Hindley-Milner in JavaScript

A fundamental part of programming is how we document the code we write. Today we’ll look at a way to document functions in JavaScript.

Last week we saw how to compose functions in JavaScript. As we mentioned, once you create a function, what matters most is how it relates to other functions, not so much its implementation.

To understand this relationship, we need to think about the data types that functions receive and return.

In JavaScript, values are what have types, not variables — Types in JavaScript

JavaScript doesn’t have a strong type system for its variables. To check types, you could use a library like Flow.

Today we’ll look at a way to document functions using a system from functional programming that’s pretty simple and turns out to be very useful when reading code.

Hindley-Milner

This is a type system created for Lambda Calculus, used in functional languages, mainly Haskell.

Let’s see how we can document our functions using this system.

Hindley-Milner is a fairly simple notation that gives us clarity on how a function behaves with respect to its types.

Remember that types are basically a collection of values. For example, if we’re talking about the Boolean type, it’s a collection of two values (True, False).

Let’s start by looking at how basic types are written.

Basic Types

Bool    —  booleanos
Char    —  Caracter sencillo
String  —  Cadena de caracteres
Integer —  Números enteros
Float   —  Números con punto flotante

List Types

Lists are sequences of values and are fundamental in any functional language (JavaScript isn’t a purely functional language, so lists are a special kind of object).

Arrays

Arrays are collections of a single type. To write them, we can use the type that composes them regardless of the length.

// xs :: [Bool]
const xs = [False, True, False, True]
// ns :: [Char]]
const ns = ['a', 'b', 'c']

We can also write lists of lists:

xss :: [[Char]]
const xss = [['a'], ['a','c']]

Arrays are typically written with names like xs, ns, xss

Tuple Types

JavaScript doesn’t have a tuple type, but it’s an important data type.

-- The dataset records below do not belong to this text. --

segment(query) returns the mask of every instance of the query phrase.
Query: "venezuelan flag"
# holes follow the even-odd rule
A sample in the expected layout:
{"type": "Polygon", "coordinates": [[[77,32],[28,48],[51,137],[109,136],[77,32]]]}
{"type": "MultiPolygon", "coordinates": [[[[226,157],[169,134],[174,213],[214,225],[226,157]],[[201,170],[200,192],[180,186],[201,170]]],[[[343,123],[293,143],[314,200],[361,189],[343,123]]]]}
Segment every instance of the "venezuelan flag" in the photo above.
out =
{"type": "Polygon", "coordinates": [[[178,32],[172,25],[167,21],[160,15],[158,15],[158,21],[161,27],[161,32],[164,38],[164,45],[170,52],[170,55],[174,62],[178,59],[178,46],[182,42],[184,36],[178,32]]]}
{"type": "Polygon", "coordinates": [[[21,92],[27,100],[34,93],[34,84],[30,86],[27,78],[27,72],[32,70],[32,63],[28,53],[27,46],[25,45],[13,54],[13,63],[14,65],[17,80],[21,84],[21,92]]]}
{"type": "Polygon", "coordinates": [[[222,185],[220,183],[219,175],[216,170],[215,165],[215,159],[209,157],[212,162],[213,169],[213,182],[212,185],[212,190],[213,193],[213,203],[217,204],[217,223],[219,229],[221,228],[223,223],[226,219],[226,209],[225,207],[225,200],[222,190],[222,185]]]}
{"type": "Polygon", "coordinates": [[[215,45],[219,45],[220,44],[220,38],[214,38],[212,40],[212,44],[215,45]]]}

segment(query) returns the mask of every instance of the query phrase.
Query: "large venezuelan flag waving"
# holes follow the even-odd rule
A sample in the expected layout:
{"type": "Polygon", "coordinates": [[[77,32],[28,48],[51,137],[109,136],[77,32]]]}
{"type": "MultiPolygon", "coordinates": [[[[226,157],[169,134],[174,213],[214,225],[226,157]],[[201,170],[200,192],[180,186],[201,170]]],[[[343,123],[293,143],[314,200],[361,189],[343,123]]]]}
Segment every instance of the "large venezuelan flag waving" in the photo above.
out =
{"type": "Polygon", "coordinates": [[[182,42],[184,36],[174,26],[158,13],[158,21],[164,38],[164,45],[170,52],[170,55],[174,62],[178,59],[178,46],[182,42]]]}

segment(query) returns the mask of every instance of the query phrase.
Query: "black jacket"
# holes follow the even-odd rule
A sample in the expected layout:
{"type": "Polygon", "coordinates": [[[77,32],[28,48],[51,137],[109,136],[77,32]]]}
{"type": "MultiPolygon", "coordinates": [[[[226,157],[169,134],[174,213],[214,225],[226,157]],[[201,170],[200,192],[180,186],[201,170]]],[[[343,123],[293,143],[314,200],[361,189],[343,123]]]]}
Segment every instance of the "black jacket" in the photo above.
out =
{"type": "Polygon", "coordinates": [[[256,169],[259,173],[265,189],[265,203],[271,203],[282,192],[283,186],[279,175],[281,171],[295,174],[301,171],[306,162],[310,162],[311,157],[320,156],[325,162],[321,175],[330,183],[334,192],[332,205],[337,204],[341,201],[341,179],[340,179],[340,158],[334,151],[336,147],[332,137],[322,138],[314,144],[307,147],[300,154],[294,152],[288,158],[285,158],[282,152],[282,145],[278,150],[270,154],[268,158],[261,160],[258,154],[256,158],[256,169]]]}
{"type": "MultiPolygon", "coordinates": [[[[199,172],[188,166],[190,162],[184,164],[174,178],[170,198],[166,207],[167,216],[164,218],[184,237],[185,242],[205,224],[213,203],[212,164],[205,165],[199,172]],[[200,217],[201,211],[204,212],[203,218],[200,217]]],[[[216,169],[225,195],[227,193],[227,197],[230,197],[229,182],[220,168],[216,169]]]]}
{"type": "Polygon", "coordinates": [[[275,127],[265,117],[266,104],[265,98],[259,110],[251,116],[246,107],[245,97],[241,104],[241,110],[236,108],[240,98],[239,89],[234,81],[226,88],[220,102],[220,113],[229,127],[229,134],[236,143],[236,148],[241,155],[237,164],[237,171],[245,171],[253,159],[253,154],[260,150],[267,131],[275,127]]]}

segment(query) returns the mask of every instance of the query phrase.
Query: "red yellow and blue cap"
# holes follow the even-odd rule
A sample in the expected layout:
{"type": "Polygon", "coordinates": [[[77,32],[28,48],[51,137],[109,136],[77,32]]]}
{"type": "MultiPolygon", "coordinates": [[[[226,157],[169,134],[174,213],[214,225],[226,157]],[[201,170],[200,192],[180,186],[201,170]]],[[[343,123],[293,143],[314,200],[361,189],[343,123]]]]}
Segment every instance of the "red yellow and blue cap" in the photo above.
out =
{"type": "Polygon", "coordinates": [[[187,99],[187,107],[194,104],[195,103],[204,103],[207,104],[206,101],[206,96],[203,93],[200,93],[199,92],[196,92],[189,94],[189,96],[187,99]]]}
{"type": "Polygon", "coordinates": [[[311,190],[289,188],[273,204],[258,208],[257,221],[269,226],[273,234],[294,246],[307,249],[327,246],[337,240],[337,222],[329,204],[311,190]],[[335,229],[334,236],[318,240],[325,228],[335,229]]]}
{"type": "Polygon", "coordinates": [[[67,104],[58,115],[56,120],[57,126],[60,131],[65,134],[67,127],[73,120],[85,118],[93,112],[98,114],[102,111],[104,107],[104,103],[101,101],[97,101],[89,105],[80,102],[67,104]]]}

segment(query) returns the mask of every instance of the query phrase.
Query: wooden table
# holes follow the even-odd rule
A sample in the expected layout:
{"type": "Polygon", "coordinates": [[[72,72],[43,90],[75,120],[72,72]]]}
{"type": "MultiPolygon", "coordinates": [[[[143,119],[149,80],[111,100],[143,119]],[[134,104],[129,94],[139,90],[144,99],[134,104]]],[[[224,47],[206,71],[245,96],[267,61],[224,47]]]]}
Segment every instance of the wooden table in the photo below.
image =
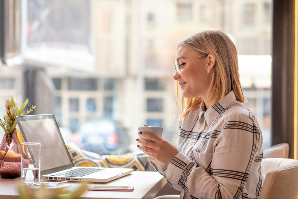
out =
{"type": "MultiPolygon", "coordinates": [[[[17,179],[0,178],[0,198],[17,198],[19,195],[17,184],[21,181],[17,179]]],[[[79,186],[78,183],[70,183],[72,186],[66,189],[73,190],[79,186]]],[[[105,183],[96,183],[116,186],[132,186],[132,192],[86,191],[80,198],[148,199],[153,198],[167,183],[162,176],[156,172],[134,171],[130,174],[105,183]]]]}

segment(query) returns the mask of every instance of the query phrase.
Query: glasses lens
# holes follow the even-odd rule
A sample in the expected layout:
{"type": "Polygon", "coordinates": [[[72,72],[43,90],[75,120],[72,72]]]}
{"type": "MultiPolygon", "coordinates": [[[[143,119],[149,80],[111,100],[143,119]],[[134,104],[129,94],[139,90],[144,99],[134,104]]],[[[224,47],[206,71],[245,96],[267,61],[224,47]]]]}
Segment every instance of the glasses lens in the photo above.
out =
{"type": "Polygon", "coordinates": [[[176,71],[178,74],[180,74],[180,68],[179,67],[179,64],[178,64],[178,61],[177,60],[175,60],[175,69],[176,71]]]}

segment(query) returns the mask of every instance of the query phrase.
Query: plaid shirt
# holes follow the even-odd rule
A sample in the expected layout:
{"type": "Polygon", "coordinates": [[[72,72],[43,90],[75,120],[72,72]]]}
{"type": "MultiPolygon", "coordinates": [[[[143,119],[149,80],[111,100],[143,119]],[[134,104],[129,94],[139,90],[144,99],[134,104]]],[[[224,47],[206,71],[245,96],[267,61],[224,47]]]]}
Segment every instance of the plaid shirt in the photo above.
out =
{"type": "Polygon", "coordinates": [[[180,152],[170,163],[151,157],[150,163],[180,198],[258,198],[263,140],[255,116],[233,91],[205,107],[202,101],[180,121],[180,152]]]}

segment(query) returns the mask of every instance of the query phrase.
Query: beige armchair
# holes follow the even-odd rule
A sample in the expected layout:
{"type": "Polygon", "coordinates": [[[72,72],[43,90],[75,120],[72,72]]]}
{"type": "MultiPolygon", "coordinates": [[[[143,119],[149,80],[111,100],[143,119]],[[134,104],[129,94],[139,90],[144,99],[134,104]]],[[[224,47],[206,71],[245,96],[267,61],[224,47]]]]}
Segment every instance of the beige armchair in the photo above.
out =
{"type": "Polygon", "coordinates": [[[260,199],[296,199],[298,195],[298,161],[268,158],[262,161],[266,177],[260,199]]]}

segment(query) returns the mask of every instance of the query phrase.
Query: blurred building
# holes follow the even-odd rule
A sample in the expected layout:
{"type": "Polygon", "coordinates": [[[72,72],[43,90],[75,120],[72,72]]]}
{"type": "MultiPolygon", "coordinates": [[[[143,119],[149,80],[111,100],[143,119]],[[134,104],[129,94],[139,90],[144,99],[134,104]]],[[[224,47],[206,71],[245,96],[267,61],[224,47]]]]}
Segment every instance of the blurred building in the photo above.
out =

A tuple is a sequence of values of different types. We can use them to describe the data types that a function accepts.

// (Bool, Bool)
(False, True)

// (Bool, Char, Integer)
(False, 'a', 12)

Now that we’ve covered the data types typically used in functions, let’s see how to document them.

Documenting Our Functions

As we know, a function is a mapping from values of one type to values of another type (or the same type). We can write this relationship using an arrow that represents the function.

// not :: Bool → Bool
const not = (a) => !(a);

// isDigit :: a → Bool
const isDigit = (x) => typeof(x) === 'number'

// add :: (Int, Int) → Int
const add = (x,y) => x + y

// take :: ([a], Int) → a
const take = (xs, i) => xs[i]

// length :: String → Number
const length = (a) =>  return a.length

As you can see, documenting a function is pretty straightforward and gives us information about what types the function accepts and returns.

For example, the add function receives a tuple of two numbers and returns a number.

But if we look at the isDigit function, we see something interesting: its input type is written as a. That’s because this function doesn’t receive a specific type — it can receive various types.

Let’s explore this a bit further.

Polymorphic Functions

// length :: [a] → Int
const length = (xs) => xs.length();
length([true, false, true]); // 3
length([1,2,3,4,5]); // 5

// id :: a → a
const id = (x) => x

id('a'); //a
id(12); //12

The id function can receive values of any type, so we write its type with a. Type variables are written with letters like a, b, c, etc.

A type variable must start with a lowercase letter, while fixed types start with an uppercase letter.

Curried Functions

As we know, we can write curried functions, so we can document them as follows:

// add :: Int → Int → Int
const add = x => y => x + y
// map :: (a → b) → [a] → [b]

const map = curry(function(f, xs) {
  return xs.map(f);
});

// reduce :: (b -> a -> b) -> b -> [a] -> b
const reduce = curry(function(f, x, xs) {
  return xs.reduce(f, x);
});

The value that the function returns is the last one, and we can group functions from right to left.

The map and reduce functions are a bit more complex than the previous ones, but with this documentation, their purpose becomes clear.

Overloading a Function

A polymorphic function is called overloaded if its type contains one or more constraints.

For example:

sum :: Num a => (a, a) → a

In this sum function, before the arrow (=>) we’re clarifying that type a must be a numeric type.

This way, we’re putting a condition on which types can be used.

sum [1,2,3]
sum ['a','b','c'] -> error

Some of the constraints you can use are:

Num, numeric type
Eq , type that can compare equality
Ord, type that can be ordered

Conclusion

This documentation system is used in the functional programming community. If you read the Ramda documentation, you’ll see it uses this notation to document its methods.

While this notation doesn’t have an implementation in JavaScript, we can use it as documentation that will give us important information when composing functions.